Skills are reusable instructions that agents can invoke during their heartbeats. They are markdown files that teach agents how to perform specific tasks.

Skill Structure

A skill is a directory containing a SKILL.md file with YAML frontmatter:
skills/
└── my-skill/
    ├── SKILL.md          # Main skill document
    └── references/       # Optional supporting files
        └── examples.md

SKILL.md Format

---
name: my-skill
description: >
  Short description of what this skill does and when to use it.
  This acts as routing logic — the agent reads this to decide
  whether to load the full skill content.
---

# My Skill

Detailed instructions for the agent...

Frontmatter Fields

FieldRequiredDescription
nameYesUnique identifier for the skill (kebab-case)
descriptionYesRouting description that tells the agent when to use this skill
Write descriptions as decision logic, not marketing copy. Include “use when” and “don’t use when” guidance so agents can quickly decide if the skill is relevant to their current task.

How Skills Work at Runtime

1

Discovery

Agent sees skill metadata (name + description) in its context.
2

Decision

Agent decides whether the skill is relevant to its current task based on the description.
3

Loading

If relevant, agent loads the full SKILL.md content.
4

Execution

Agent follows the instructions in the skill.
This keeps the base prompt small — full skill content is only loaded on demand.

Best Practices

  • Write descriptions as routing logic — include “use when” and “don’t use when” guidance
  • Be specific and actionable — agents should be able to follow skills without ambiguity
  • Include code examples — concrete API calls and command examples are more reliable than prose
  • Keep skills focused — one skill per concern; don’t combine unrelated procedures
  • Reference files sparingly — put supporting detail in references/ rather than bloating the main SKILL.md

Example Skill

---
name: code-review
description: >
  Use when: assigned a task that requires reviewing a pull request
  or code diff.

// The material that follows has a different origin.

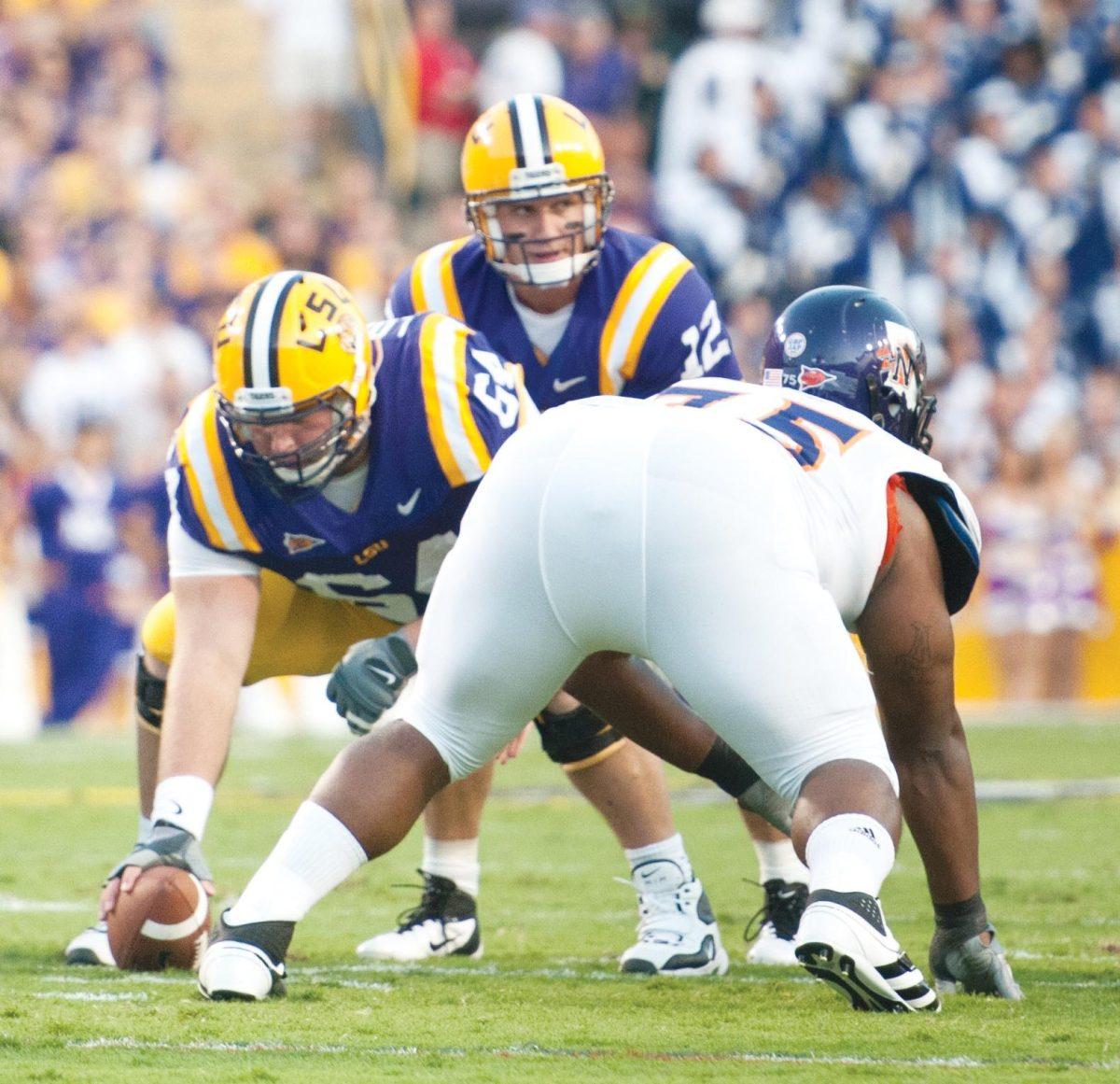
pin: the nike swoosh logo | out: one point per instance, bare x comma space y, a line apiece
387, 678
409, 505
561, 386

Don't use when: writing new code from scratch.
---

# Code Review

## Procedure

1. Read the task description for review criteria
2. Check out the relevant branch
3. Review each changed file for:
   - Correctness
   - Test coverage
   - Security concerns
4. Post findings as a comment on the task

## Comment Format

Use this template for review comments:

- **Summary**: One-line assessment
- **Issues**: Numbered list of problems found
- **Suggestions**: Optional improvements
- **Verdict**: approve / request-changes / needs-discussion

Skill Injection

Adapters are responsible for making skills discoverable to their agent runtime:
AdapterInjection Method
claude_localTemp directory with symlinks, passed via --add-dir
codex_localGlobal skills directory (~/.codex/skills)
CustomSee Creating an Adapter
Skills are not written to the agent’s working directory. They are injected through adapter-specific mechanisms to keep workspaces clean.